US military strikes Iran boats as envoys discuss peace

Source: X
The US military has carried out strikes in southern Iran in what it described as defensive actions amid the continued ceasefire and talks for an end to the war.
US Central Command said the strikes on Monday (local time) against targets such as boats trying to lay mines and missile launch site were designed “to protect our troops from threats posed by Iranian forces”.
“US Central Command continues to defend our forces while using restraint during the ongoing ceasefire,” Navy Captain Tim Hawkins, a Central Command spokesman, said.
There has been a ceasefire between the US and Iran since April 7. There have been other small attacks in that time, none of which have violated the ceasefire’s terms.
Monday’s strikes came with Iran’s top negotiator and its foreign minister in Doha for talks with Qatar’s prime minister on a potential deal with the US to end the three-month-old war, an official briefed on the visit said.
In New Delhi earlier, US Secretary of State Marco Rubio said the US would give diplomacy every chance to succeed before considering whether to deal with Iran in “another way”.
There was a “pretty solid thing on the table in terms of their ability to open up the Strait [of Hormuz], get the strait open, enter into a very real, significant, time-limited negotiation on the nuclear matter, and hopefully we can pull it off”, Rubio said.
In a lengthy post on Truth Social on Monday, US President Donald Trump said talks with Iran were going “nicely”, but warned of fresh attacks if they failed.
It “will only be a Great Deal for all, or no Deal at all,” he wrote.
The official briefed on the Iranians’ Doha visit told Reuters the discussions focused primarily on the Strait of Hormuz and Iran’s stockpile of highly enriched uranium. Iran’s central bank governor was there to discuss the potential release of frozen Iranian funds as part of a final deal.
Iran’s foreign ministry spokesperson Esmaeil Baghaei said earlier that nuclear issues would be negotiated on only if the framework accord was agreed first.
Trump has said his key aim in the war is to prevent Iran from developing a nuclear weapon with its highly enriched uranium.
Tehran has consistently denied any plans to do that.
The two sides remain at odds on other issues, such as Israel’s war in Lebanon with the Iranian-backed Hezbollah militia and Tehran’s demands for the lifting of sanctions and the release of tens of billions of dollars of Iranian oil revenues frozen in foreign banks.
As efforts to reach a deal continued on Monday, Iran said it had downed a “hostile” stealth drone using a new air defence system, Iranian news agencies reported.
“This is a sign from us that no more stealth drones can penetrate the skies of the Persian Gulf,” Fars quoted unnamed officials as saying.
In his Truth Social post, Trump also called on more Arab and Muslim states to sign up to the Abraham Accords.

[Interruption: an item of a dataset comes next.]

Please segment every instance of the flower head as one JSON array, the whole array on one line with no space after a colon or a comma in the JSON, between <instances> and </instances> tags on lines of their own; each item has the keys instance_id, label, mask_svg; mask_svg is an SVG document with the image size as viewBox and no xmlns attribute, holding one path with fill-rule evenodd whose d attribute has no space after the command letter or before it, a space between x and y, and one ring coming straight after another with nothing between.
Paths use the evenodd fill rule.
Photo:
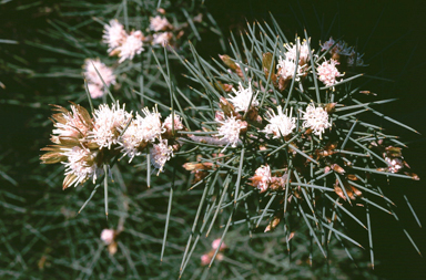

They were brokered during his first term in office and aimed at normalising ties between those states and Israel.
Trump said Saudi Arabia and Qatar should immediately sign and Pakistan, Egypt, Jordan and Turkey should follow, calling his request mandatory.
“It may be possible that one or two have a reason for not doing so, and that will be accepted, but most should be ready, willing, and able to make this Settlement with Iran a far more Historic Event than it would, otherwise, be,” he said, adding he was “mandatorily requesting” the step.
“If they don’t, they should not be part of this Deal in that it shows bad intention.”
There was reportedly a long silence on a weekend call between leaders when Trump made a similar demand.
“There was silence on the line and Trump joked and asked if they are still there,” one official has told US outlet Axios.
A Pakistani source familiar with the matter said that the statement reflected an attempt to use the Iran diplomacy for a wider push around the accords – but that the two issues were “not interlinked and cannot be made so”.
Others saw the suggestion as aimed at making an Iran deal more palatable to sceptics.
“Trump is trying to sell an Iran deal as an Abraham Accords sequel: Good for Israel, good for the region, tough enough for Washington,” said Ali Vaez, Iran project director at the International Crisis Group.
“But he is trading one fantasy for another – from forcing Iran to surrender to pretending a fragile deal can anchor a new Middle East order.”
Baghaei said there were no specific details on the potential Iran deal on managing the Strait of Hormuz, through which about a fifth of the world’s oil and liquefied gas usually flows.
He said Iran wouldn’t charge tolls for ships to pass but there would be a cost for services offered such as navigation and steps to protect the environment, under a protocol to be agreed with Oman, which lies on the opposite shore of the waterway.
Iran’s state TV said on Monday that 32 vessels and five oil tankers passed through the strait in the past 24 hours with the authorisation of Iran’s Revolutionary Guards naval forces.